The Ghana Commercial Agriculture Project (GCAP) has begun rehabilitation and modernisation of the Tono irrigation scheme in the Upper East Region, to boost agricultural production and increase food security in the country.
The project is expected to increase the irrigable area from 1,300 hectares to 2,490 hectares of water for year-round agricultural production.
Around 2,300 farmers who cultivate about 1,300 hectares of land are expected to benefit.
The project is a collaboration by the Irrigation Company of Upper East Region (ICOUR) and Ghana Irrigation Development Authority (GIDA), with support from the World Bank.
The rehabilitation work will include re-grading and gravelling the main access road, re-gravelling the dam wall, erosion control of the dam slopes, and replacement of lost linings of concrete on the main and lateral canals, which commenced in October 2018 and is expected to be completed by early March 2020.

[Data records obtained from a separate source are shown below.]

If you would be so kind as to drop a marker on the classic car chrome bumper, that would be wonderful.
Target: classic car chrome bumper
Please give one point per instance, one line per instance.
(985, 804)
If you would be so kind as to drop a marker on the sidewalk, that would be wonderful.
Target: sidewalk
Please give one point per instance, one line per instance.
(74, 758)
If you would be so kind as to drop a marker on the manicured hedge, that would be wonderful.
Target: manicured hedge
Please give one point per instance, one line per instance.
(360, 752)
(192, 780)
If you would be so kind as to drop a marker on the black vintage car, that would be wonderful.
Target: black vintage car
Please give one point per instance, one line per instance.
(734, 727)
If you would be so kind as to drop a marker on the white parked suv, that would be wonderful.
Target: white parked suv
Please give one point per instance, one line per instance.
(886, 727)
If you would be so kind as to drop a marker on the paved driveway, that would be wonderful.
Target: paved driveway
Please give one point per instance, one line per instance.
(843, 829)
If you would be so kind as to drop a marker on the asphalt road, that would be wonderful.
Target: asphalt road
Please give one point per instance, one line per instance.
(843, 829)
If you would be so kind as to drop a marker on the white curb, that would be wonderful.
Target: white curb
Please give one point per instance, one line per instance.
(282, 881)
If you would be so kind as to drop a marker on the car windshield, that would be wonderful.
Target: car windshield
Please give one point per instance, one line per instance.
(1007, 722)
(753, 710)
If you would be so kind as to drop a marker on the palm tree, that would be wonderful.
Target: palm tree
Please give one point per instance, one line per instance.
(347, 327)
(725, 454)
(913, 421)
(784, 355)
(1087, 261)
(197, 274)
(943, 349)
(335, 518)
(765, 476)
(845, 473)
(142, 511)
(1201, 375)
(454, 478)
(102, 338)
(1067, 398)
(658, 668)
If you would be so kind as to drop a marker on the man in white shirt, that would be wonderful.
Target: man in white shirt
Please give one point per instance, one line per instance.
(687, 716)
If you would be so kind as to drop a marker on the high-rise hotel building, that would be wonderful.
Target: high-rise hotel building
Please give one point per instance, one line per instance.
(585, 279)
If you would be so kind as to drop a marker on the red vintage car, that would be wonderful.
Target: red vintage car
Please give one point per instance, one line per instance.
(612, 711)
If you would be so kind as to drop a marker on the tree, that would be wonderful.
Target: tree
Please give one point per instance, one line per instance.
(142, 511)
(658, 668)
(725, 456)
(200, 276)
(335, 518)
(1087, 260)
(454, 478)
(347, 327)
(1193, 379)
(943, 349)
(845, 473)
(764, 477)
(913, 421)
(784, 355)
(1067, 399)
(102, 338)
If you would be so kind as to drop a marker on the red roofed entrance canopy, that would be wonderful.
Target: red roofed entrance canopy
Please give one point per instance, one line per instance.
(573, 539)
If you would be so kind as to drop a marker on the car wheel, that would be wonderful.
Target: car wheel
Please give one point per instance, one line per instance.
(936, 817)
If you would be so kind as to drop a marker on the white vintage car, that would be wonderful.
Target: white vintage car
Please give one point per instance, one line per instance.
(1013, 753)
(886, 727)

It will help enhance the cultivation of cereals like maize, rice and sorghum; legumes like soy bean, cow-pea and groundnuts; as well vegetables such as pepper, okra, tomatoes, onion, garden-eggs and leafy vegetables.
GCAP’s support to farmers is intended to encourage them to venture into commercial farming and not to see farming as just a way of life for only domestic consumption, but rather strive to produce for the market.
The construction of the Tono Irrigation Dam started in 1975 and was completed in 1979, covering a total of 2,440 hectares of irrigable area. However, no major maintenance has been carried out on the facilities. This has led to a reduction in the original 2,440 hectares of irrigated land to the present 1,800 hectares.
The source of the water is the Tono Lake, created by building an earth dam across the Tono River – of which constructed started in 1975 and was completed in 1985.
ICOUR was established by the government of Ghana to manage the Tono and Vea schemes, with the beneficiaries of the Tono scheme mostly being small-scale farmers from eight villages in the Kasena-Nankana Municipality and the Builsa North district, both in the Upper East Region.
Ing. Bloomfield Attipoe, GCAP Northern Zonal Coordinator, said when completed, the project will lead to an improvement in the economic well-being of the people of Navrongo and its environs, and Ghana at large.
“Our mandate is to improve agricultural productivity and production for both smallholder and nucleus farmers in selected project intervention areas – with increased access to reliable water, land, finance, agricultural inputs and output markets,” he stated.
He noted that the project is to complement government’s flagship programme of Planting for Food and Jobs (PFJ) to ensure economic growth for the country.
He noted that the deplorable state of irrigation schemes is affecting agricultural production in the country, which makes such rehabilitation works imperative.
“For over thirty years, the mainly gravity open-canal irrigated system has been in operation and in recent times suffered from low irrigation efficiencies and reduced seasonal irrigated areas due to severe deterioration of the infrastructure,” he added.
He stressed that between 2007 and 2009, a partial rehabilitation of the scheme was carried out by replacing the sandcrete slabs in the main gravity canal and the left and right bank canals with concrete.